Second, a recurring topic of public conversation among economists, politicians, sociologists, HR managers, career advisors, bureaucrats, union leaders, technologists, educators and social commentators will be the future of work. From the impact of automation on jobs, to the notion of a universal basic income; from the growth of the gig economy, to finding purpose through the work we do. How we find, engage with and navigate lifelong employment is now as important as, say, choosing high school electives, making specific career choices or updating professional qualifications.

Third, the ongoing focus on digital technology will revolve around the following:

  • The Internet of Things – based on a current exhibit at London’s Design Museum, the main use cases for IoT will continue to be wearable devices (especially for personal health monitoring), agriculture, transport and household connectivity
  • Fintech – if a primary role of the internet has been for content dissemination, search and discovery, then the deployment of Blockchain solutions, the growth in crypto-currencies, the use of P2P platforms and the evolution of robo-advice are giving rise to the Internet of Money
  • Artificial Intelligence – we are seeing a broader range of AI applications, particularly around robotics, predictive analytics and sensory/environmental monitoring. The next phase of AI will learn to anticipate (and in some cases moderate) human behaviour, and provide more efficacious decision-making and support mechanisms for resource planning and management.
  • Virtual Reality/Augmented Reality – despite being increasingly visible in industries like gaming, industrial design, architecture and even tourism, it can feel like VR/AR is still looking for some dedicated use cases. One sector that is expected to benefit from these emerging technologies is education, so I would expect to see some interesting solutions for interactive learning, curriculum delivery and student assessment.

Fourth, and somewhat at odds with the above, the current enthusiasm for the maker culture is also leading to a growing interest in products that represent craft, artisan and hand-made fabrication techniques and traditions. Custom-made, bespoke, personalized and unique goods are in vogue – perhaps as a reaction to the “perfection” of digital replication and mass-production?

Fifth, with the importance of startups in driving innovation and providing sources of new economic growth, equity crowdfunding will certainly need to come of age. Thus far, this method of fund-raising has been more suited (and in many cases, is legally restricted) to physical products, entertainment assets, and creative projects. The delicate balance between retail investor protection and entrepreneurial access to funding means that this method of startup funding is constrained (by volume, amounts and investor participation), and contrary to stated intentions, can involve disproportionate set up costs and administration. But its time will come.

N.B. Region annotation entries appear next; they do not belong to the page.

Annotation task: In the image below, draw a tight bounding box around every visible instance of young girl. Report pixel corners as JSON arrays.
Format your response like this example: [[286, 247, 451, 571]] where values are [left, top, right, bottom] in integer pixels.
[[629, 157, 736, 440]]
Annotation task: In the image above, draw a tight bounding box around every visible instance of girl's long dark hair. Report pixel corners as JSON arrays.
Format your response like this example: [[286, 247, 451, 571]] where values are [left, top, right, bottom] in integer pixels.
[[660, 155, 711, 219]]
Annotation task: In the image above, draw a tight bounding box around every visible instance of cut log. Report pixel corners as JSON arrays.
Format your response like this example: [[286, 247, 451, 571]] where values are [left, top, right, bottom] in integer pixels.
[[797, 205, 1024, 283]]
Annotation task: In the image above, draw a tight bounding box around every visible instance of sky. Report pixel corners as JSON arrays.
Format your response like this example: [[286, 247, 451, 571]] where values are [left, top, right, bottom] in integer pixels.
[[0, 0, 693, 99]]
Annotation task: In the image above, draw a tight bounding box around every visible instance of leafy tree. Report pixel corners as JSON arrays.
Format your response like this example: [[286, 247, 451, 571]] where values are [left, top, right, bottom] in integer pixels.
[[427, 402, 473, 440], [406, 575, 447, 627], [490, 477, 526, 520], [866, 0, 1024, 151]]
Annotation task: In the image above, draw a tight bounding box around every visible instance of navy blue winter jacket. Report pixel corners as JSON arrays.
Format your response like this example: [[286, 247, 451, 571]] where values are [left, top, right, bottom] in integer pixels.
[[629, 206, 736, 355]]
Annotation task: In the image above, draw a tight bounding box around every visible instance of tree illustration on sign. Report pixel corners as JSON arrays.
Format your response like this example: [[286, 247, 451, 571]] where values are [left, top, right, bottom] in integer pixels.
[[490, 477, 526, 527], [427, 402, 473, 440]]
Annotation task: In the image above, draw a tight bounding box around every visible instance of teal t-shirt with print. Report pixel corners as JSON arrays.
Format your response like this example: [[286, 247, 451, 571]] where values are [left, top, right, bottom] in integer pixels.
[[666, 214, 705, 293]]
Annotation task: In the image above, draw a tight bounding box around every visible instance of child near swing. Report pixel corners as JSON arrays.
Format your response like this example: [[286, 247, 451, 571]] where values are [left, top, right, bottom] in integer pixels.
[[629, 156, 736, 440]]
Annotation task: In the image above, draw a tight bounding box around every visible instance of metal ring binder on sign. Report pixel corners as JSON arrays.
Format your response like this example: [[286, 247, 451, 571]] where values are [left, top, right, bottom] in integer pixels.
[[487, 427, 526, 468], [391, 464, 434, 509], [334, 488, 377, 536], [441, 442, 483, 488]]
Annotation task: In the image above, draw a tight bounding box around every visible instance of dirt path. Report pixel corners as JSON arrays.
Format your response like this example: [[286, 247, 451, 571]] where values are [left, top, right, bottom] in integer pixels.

Finally, as shareholder activism and triple bottom line reporting become more prevalent (combined with greater regulatory and compliance obligations), I can see that corporate governance principles are increasingly placing company directors in the role of quasi-custodians of a company’s assets and quasi-trustees of stakeholder interests. It feels like boards are now expected to be the conscience of the company – something that will require directors to have greater regard to the impact of their decisions, not just whether those decisions are permitted, correct or good.

One thing I can predict for 2017, is that Content in Context will continue to comment on these topics, and explore their implications, especially as I encounter them through the projects I work on and the clients I consult to.